植物は葉緑体を合成するときに鉄を必要としており、葉緑体でいっぱいの緑の葉には鉄が含まれるというわけです。

葉の中に含まれるのは、非ヘム鉄です。

吸収過程で必要なビタミンCとたんぱく質を一緒に含んでいるのも、よくできていますね。
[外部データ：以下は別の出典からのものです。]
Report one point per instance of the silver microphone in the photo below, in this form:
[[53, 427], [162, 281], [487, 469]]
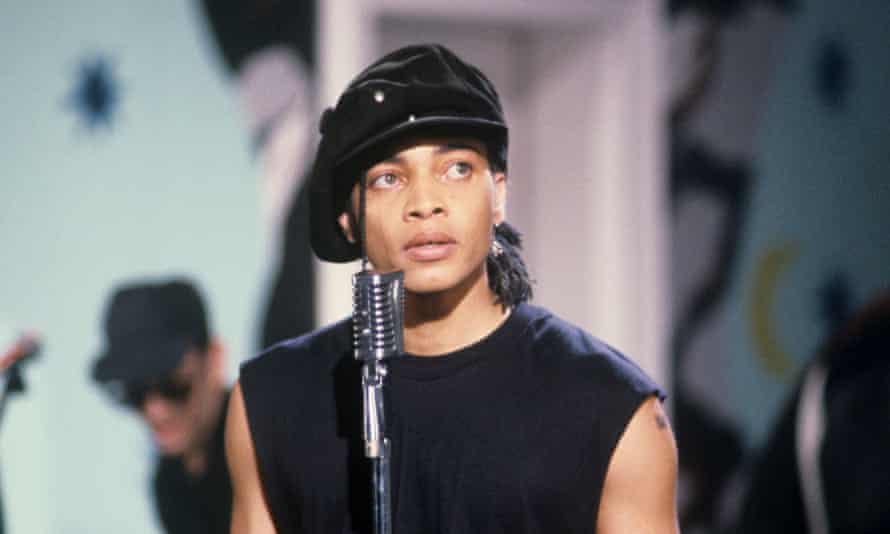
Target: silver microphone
[[378, 315]]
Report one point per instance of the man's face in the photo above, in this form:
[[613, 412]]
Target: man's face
[[430, 210], [179, 423]]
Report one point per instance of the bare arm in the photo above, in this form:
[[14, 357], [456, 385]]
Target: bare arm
[[639, 494], [249, 512]]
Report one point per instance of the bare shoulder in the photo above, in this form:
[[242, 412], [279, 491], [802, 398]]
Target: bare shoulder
[[639, 493], [249, 511]]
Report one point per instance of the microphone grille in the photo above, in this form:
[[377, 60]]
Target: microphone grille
[[377, 314]]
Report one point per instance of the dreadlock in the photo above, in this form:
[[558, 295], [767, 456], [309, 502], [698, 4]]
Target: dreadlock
[[508, 277]]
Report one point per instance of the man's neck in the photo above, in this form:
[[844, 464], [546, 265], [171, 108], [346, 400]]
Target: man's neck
[[196, 459], [440, 323]]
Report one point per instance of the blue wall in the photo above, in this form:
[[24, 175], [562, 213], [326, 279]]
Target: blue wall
[[167, 187], [821, 197]]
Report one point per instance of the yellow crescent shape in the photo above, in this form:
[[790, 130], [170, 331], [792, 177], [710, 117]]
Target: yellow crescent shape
[[775, 261]]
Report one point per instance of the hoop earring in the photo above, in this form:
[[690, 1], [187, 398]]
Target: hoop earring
[[496, 248]]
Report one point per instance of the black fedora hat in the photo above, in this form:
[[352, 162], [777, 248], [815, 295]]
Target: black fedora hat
[[422, 88], [148, 329]]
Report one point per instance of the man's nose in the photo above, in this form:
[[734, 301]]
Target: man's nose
[[425, 199]]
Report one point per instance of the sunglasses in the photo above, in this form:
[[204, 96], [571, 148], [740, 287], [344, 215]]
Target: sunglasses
[[134, 395]]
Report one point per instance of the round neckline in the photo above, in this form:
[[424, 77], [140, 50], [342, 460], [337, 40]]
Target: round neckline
[[425, 368]]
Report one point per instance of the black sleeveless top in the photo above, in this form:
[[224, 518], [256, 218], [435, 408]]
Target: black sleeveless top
[[512, 434]]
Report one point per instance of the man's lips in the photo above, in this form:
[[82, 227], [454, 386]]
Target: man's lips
[[430, 246]]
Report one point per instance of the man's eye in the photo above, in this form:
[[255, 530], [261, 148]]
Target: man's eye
[[459, 170], [384, 181]]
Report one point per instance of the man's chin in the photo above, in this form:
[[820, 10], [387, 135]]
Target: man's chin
[[168, 444]]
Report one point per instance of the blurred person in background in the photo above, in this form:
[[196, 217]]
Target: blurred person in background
[[161, 361], [12, 358], [825, 468]]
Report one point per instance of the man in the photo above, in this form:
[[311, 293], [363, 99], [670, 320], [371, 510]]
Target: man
[[161, 362], [502, 417]]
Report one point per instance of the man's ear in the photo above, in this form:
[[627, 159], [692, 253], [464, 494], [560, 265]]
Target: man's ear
[[500, 197], [345, 222]]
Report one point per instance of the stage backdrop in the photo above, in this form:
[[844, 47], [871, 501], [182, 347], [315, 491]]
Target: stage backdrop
[[780, 162], [124, 153]]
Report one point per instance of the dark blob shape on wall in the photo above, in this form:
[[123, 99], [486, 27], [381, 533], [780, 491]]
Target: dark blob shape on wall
[[724, 9], [96, 93], [832, 73], [835, 301], [242, 27]]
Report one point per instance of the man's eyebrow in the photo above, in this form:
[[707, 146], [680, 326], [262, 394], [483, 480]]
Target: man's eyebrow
[[450, 147], [392, 160]]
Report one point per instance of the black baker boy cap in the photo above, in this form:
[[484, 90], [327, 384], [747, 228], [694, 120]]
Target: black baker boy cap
[[423, 88]]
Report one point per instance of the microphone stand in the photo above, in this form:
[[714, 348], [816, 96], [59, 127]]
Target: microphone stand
[[377, 321], [377, 329]]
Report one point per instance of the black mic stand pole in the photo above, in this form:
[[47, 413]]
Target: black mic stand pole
[[377, 319]]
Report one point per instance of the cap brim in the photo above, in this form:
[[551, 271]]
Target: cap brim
[[327, 239], [140, 362]]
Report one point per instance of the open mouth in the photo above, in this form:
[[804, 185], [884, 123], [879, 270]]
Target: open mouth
[[430, 246]]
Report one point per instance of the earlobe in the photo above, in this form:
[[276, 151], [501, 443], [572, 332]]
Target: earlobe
[[345, 222]]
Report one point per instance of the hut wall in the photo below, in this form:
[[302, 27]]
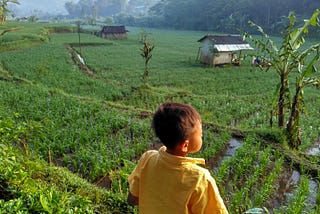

ついでに、葉酸も、銅も、取れるので、貧血対策に「植物の葉」を取り入れることをお勧めします。

ベジタリアンの方は、
「葉」をたくさん食べられれば、鉄やたんぱく質が多く含まれますので、
野菜のバランスに気をつければよいといえますね。

そこまで気を配れない、というときには
動物性のたんぱく質と鉄を摂るのが続けやすい方法です。


3−2 鉄の吸収を妨げる成分を含む食品について

ここで、鉄の吸収を妨げる食品についても触れておきます。


お茶に含まれるタンニンや、
抗酸化作用があると人気のポリフェノールや、
同じような働きをするフィチン、
コレステロールの吸収を妨げると人気の食物繊維などは、
鉄に関しては、吸収を妨げます。


ただ、鉄がたくさんあれば、大丈夫。

それに、時間をずらす方法もあります。
例えば、お茶なら食事中でなく、食前、または食後30分以上開けて飲む、などです。


食べ合わせによる吸収阻害を気にするより、
食事の内容を豊かにする方を優先してください。

4 まとめ 

1 貧血対策は、食事を見直すいい機会と捉える。

2 鉄だけ取ればいいというものではない。忙しかったり、手軽さ重視で、
たんぱく質など他の栄養がおろそかになっていると効果が出ない。

3 動物性の食品を組み入れて、鉄とたんぱく質を一緒に取るのが効率が良い。

付録)

ここでは食事の取り方を中心にご説明しましたが、

鉄サプリメントや、薬品、強化食品などを使いたいけれど、
とりすぎが心配、という点について解説しておきます。

 鉄の一日上限量は、男性が50mg、女性が40mgとなっています。
普通の食事で摂っている平均量は 男性7.9mg、女性7.2mg(1日)ですので
特別なことをしない限り過剰の心配はありません。

そして、治療用の薬では1日100〜200mgを処方されます。
これは、不足している人の治療用のためですから、
医師の指示に従って使うもの。
サプリメントは 過剰摂取にならないためか
1錠あたり5mg程度と、薬とは段違いの少量になっています。


とはいえ、特に幼児では過剰摂取で急性中毒を起こすこともありますからご注意を。

また、通常、男性および閉経後の女性は、サプリメント等で過剰症を起こす心配があるので、摂取は避けた方が良いとされています。